Lembranças que persistem.
Uma dor nova num local diferente do corpo.
Mais um dia; menos um dia.
Pontos de vista.
E tudo o que eu sinto é amor
Ou o que – sem nome –
Intensifica-se, aumenta e me faz sentir
Viva.

Concentração no presente.
Falta pouco.
Para quê?
Falta tão pouco para tocar o infindável
Embora todos os pormenores infernais que
Tentam tapar minha visão do único
Momento que (tenho): o agora.

Um dia novo.
É quase verão.
As cigarras cantam e assobiam sua transformação.
Tenho tudo que preciso porque não tenho nada
- tudo passa por mim ou passo por elas –
Pontos de vista.

Não quero meu amor transformado em ódio.
Nem ressentimento.
Eu me recuso a seguir o óbvio.
Isto que sinto é maior, muito maior que eu;
É denso, pulsa, é tormenta, furacão
Isto que eu sinto é longo e une princípio e fim
O que eu sinto esteve no início e estará no dia do juízo
Final.
Não quero que a menor parte disso possa se transformar
Em algo ruim, porque uma palavra, a menor menção de um pensamento
Pode transformar o mundo.

Um dia novo
É um dia.
O não saber é ilusão
Pois todo o conhecimento já nos fora dado
E quando o sol brota trazendo sua energia
O coração pulsa, o calor sobe de dentro
E então enxergo toda minha vida
- não há datas, nem futuros, nem passados
nem horizontes perdidos, nem sentimentos memorizados –
Só a ilusão do que criamos e nos encobre de ver.

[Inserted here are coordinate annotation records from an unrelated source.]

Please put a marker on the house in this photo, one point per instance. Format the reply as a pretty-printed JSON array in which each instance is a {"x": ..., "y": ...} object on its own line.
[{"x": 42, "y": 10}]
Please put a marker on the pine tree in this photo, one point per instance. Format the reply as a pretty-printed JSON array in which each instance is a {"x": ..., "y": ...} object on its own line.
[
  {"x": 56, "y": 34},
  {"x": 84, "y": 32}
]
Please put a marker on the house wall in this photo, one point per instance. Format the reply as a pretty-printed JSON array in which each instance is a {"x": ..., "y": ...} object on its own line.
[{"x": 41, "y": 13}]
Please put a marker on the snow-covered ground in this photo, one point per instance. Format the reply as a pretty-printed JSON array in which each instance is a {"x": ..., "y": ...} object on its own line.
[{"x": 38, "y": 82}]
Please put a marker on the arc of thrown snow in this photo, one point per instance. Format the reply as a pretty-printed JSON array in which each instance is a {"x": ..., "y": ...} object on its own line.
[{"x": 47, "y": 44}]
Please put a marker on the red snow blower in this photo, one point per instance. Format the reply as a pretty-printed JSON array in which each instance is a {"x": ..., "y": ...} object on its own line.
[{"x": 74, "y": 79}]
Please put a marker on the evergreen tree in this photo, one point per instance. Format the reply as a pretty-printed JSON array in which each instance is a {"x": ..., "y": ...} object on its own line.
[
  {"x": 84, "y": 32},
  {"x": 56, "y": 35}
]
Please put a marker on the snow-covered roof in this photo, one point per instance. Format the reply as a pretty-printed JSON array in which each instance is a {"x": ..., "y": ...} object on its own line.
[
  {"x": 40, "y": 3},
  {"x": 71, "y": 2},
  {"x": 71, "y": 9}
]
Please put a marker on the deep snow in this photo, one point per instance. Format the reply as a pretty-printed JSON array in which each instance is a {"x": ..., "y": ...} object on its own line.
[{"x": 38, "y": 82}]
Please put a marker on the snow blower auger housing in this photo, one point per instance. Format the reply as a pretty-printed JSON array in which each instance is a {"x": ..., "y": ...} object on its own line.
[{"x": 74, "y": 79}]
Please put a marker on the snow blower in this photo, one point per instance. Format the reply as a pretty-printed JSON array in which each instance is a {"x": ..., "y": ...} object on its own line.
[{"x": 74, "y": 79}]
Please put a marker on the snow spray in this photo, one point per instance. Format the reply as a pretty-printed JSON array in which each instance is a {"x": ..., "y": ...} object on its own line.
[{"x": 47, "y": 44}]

Há momentos em que apenas a criação reina
- o princípio e o fim são a mesma coisa –
Minha pele se arrepia, estou em todos os lugares
Escuto todos os lamentos, sinto todas as dores e alegrias,
Retomo meu princípio, ele começa onde acaba meu fim;
Eu sinto, agora, ontem, amanhã: um novo dia amanhece em mim.